Shear correction factor of the arbitrary non-linear material for strain rates of \(\dot {\varepsilon }=1.71\) s^− 1 and \(\dot {\varepsilon }=10\) s^− 1. The compressed aspect ratio is Λ_c = 0.5 and the extension is performed at T = 160 °C

For a wide range of polymer melts and solutions, and even more complex polymeric materials such as ionomers and transient polymer networks pronounced deviations from linear viscoelasticity (such as strain hardening) only start to appear at strains larger than one (McKinley and Sridhar 2002; Costanzo et al. 2016; Shabbir et al. 2017; Arora et al. 2017; Münstedt 2018). Therefore, it is possible to use the proposed shear correction factor in Eq. 41 in a wide range of FiSER experiments. However, for specific materials, this highly non-linear behaviour in extensional flow can be observed at strains much smaller than one, as for instance for gluten gels, supramolecular polymers and glass fiber–filled polymers (Ng and McKinley 2008; Férec et al. 2009; Cui et al. 2018). For these cases, care should be taken since the proposed shear correction factor for filament stretching rheometry is no longer valid, as shown in the case of the artificial non-linear material. However, for an increased initial aspect ratio, the shear contributions decrease and the flow becomes more homogeneous. Therefore, the strain rate distributions over the mid-radius will be flattened and converge to the applied strain rate at smaller strains. This implies that a near locally homogeneous flow can be achieved before the start of the strain hardening of the non-linear material. As a result, the simulated shear correction factor converges towards the proposed universal shear correction factor, as shown in Fig. 12.

Conclusions

A complete numerical tool, reproducing the flow and resulting forces (rheology) of two iPPs, a LLDPE and an artificial non-linear material in a FiSER, is presented. In particular, finite element simulations are used that simultaneously solve the mass balance and the momentum balance using a non-linear viscoelastic constitutive equation (XPP model). Also, a controller is added to mimic the locally controlled uniaxial extensional flow in the FiSER. The simulations are validated by comparing force results with experiments and analytical predictions. The typical force overshoot at the start of a filament stretching experiment, caused by shear flow near the no-slip boundaries of the pistons, is also present in the simulations. Therefore, it is possible to investigate the shear effects for non-linear viscoelastic materials. Existing shear correction factors perform well for sufficiently high Λ_c values, even in the non-linear viscoelastic regime. To correct for shear effects at small Λ_c values, an empirical correlation for the non-linear shear correction factor is presented. This shear correction factor shows good agreement with the simulations of the polymer melts and has been validated for multiple materials at different strain rates and initial aspect ratios. For a wide range of polymer melts and solutions, and even more complex polymeric materials such as ionomers and transient polymer networks, which show moderate non-linear behaviour at strains smaller than one, it is possible to use the universal shear correction factor proposed in this study.
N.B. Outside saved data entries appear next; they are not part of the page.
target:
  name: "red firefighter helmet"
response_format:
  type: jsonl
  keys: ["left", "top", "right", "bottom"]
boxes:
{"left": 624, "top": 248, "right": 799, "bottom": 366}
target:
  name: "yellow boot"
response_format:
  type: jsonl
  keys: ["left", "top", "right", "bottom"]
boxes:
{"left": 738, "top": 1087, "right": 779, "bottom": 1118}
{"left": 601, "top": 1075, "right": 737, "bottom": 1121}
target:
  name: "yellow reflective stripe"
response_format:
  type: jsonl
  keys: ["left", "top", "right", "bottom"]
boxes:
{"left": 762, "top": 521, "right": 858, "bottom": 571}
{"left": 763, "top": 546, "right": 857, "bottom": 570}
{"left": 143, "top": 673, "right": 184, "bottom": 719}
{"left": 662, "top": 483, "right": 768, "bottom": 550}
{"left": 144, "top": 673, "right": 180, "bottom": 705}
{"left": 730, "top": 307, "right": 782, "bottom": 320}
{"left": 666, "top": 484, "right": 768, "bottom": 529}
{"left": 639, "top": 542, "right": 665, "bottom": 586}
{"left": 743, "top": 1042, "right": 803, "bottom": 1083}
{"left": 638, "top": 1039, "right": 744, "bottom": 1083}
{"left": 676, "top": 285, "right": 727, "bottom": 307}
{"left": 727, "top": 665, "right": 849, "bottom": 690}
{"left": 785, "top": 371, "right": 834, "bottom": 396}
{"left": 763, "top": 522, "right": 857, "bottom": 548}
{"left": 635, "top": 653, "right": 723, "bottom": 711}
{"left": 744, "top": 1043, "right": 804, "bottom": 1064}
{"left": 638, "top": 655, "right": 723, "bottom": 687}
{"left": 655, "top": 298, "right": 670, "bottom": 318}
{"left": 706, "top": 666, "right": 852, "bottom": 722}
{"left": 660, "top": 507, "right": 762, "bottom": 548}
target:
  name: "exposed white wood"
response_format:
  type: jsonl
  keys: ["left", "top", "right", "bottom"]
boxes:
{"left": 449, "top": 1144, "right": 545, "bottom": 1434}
However, in specific materials such as gluten gels, supramolecular polymers and glass fiber–filled polymers which show highly non-linear behaviour at strains smaller than one, the universal shear correction factor should be used with care. For these materials, it is important to use an initial geometry which ensures a near homogeneous purely uniaxial flow before the start of the highly non-linear behaviour of the material. This can be achieved by increasing the initial aspect ratio. In future research it is interesting to investigate how the shear correction factor depends on the constitutive behaviour of these highly non-linear materials.